Armando Nieto Vélez (24 October 1931 – 27 March 2017) was a Jesuit priest and Peruvian historian.

== Biography ==
His parents were Manuel R. Nieto and Rosa Vélez Picasso. He studied in Colegio de la Inmaculada (The Jesuit Fathers School) in Lima from 1938 to 1948. He was admitted into the Pontifical Catholic University of Peru.

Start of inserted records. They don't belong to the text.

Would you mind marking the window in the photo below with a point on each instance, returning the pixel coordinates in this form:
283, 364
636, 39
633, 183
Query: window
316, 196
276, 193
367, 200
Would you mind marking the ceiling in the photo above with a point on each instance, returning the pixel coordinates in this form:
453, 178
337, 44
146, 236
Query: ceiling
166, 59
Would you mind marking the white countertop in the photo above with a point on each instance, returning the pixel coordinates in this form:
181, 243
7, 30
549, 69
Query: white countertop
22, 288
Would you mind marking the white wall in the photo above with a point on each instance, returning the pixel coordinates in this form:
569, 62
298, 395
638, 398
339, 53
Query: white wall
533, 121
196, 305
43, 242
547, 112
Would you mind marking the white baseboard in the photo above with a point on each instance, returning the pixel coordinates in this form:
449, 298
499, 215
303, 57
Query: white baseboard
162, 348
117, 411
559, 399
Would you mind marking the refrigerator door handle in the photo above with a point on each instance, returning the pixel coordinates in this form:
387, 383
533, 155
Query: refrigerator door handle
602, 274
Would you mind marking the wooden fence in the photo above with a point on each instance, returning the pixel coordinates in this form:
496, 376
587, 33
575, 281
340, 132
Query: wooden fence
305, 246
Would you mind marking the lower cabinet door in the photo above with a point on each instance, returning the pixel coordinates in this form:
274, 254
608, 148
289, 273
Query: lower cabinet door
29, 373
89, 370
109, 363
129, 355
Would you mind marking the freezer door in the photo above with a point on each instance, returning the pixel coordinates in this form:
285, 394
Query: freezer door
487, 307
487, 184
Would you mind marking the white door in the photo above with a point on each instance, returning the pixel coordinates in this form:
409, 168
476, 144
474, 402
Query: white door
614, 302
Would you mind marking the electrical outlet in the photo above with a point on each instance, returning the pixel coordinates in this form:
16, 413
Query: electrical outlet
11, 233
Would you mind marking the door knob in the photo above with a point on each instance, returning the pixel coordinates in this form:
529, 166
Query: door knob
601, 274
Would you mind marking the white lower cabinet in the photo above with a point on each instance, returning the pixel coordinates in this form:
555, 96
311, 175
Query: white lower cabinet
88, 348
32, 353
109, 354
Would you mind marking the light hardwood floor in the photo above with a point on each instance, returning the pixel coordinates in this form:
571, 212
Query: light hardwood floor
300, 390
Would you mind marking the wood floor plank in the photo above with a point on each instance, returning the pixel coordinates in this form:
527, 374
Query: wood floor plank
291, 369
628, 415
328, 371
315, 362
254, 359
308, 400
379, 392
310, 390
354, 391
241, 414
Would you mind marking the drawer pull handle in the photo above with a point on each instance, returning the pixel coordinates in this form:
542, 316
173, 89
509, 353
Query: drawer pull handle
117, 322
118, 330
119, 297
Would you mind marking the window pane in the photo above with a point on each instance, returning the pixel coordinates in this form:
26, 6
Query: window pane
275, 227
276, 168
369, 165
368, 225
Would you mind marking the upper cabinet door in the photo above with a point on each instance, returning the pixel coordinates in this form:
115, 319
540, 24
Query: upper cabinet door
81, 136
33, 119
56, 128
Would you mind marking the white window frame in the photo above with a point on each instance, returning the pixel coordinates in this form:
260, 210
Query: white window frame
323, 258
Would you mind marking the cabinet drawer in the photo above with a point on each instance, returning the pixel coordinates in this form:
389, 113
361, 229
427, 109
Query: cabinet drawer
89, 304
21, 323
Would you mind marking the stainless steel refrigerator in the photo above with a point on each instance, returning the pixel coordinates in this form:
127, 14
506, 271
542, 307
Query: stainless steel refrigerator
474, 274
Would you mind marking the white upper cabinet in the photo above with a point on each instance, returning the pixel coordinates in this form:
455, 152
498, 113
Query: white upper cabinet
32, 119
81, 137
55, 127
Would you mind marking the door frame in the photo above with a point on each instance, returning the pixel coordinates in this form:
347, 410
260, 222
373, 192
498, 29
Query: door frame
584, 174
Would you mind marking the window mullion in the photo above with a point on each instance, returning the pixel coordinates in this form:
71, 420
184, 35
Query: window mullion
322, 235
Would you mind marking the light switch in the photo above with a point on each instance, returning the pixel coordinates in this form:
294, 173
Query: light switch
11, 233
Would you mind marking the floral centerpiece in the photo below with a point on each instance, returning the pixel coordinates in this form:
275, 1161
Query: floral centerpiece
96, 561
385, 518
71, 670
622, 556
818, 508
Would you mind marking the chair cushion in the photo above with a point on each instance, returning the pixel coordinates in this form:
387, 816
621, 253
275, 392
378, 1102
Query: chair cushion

He was a history professor at the Pontifical Catholic University of Peru, and was ordained a priest by the Society of Jesus in Frankfurt am Main Cathedral on 28 August 1964. In academia, he served as director of the Peruvian Center of Studies Historic-Militar, director of Riva Agüero Institute, and president of National Academy of History. As part of his pastoral activity, he was chaplain of the Sodalitium Christianae Vitae in Lima.

==Works ==
- La Iglesia (in General History of Peru. tomo V. Lima, Editorial Brasa, 1994, pp. 315–413).
- La primera evangelización en el Perú: hechos y personajes (1992)
- Francisco del Castillo, el apóstol de Lima (1992)
- Catholic Church in Peru. 5 (1980).
- History of Inmaculada High School (1978)
- Ecuadorian–Peruvian territorial dispute 1858-1859 (in Navy History of Peru; tomo VI, pp. 471–678), from manuscrites of Julio Jesús Elías.
- Antología de la Independencia del Perú (1972), with Félix Denegri Luna and Alberto Tauro del Pino.
- Contribution to history of "fidelismo" in Peru (1808-1810) (1960)

== Awards ==
- Orden al Mérito por Servicios Distinguidos, en el grado de Gran Oficial, por el gobierno del Perú (1971).
- Orden Cruz Peruana al Mérito Naval, en el grado de Gran Oficial - Distintivo Blanco, por la Marina de Guerra del Perú (2012), por estrechar los vínculos de amistad y cooperación con la Armada Peruana.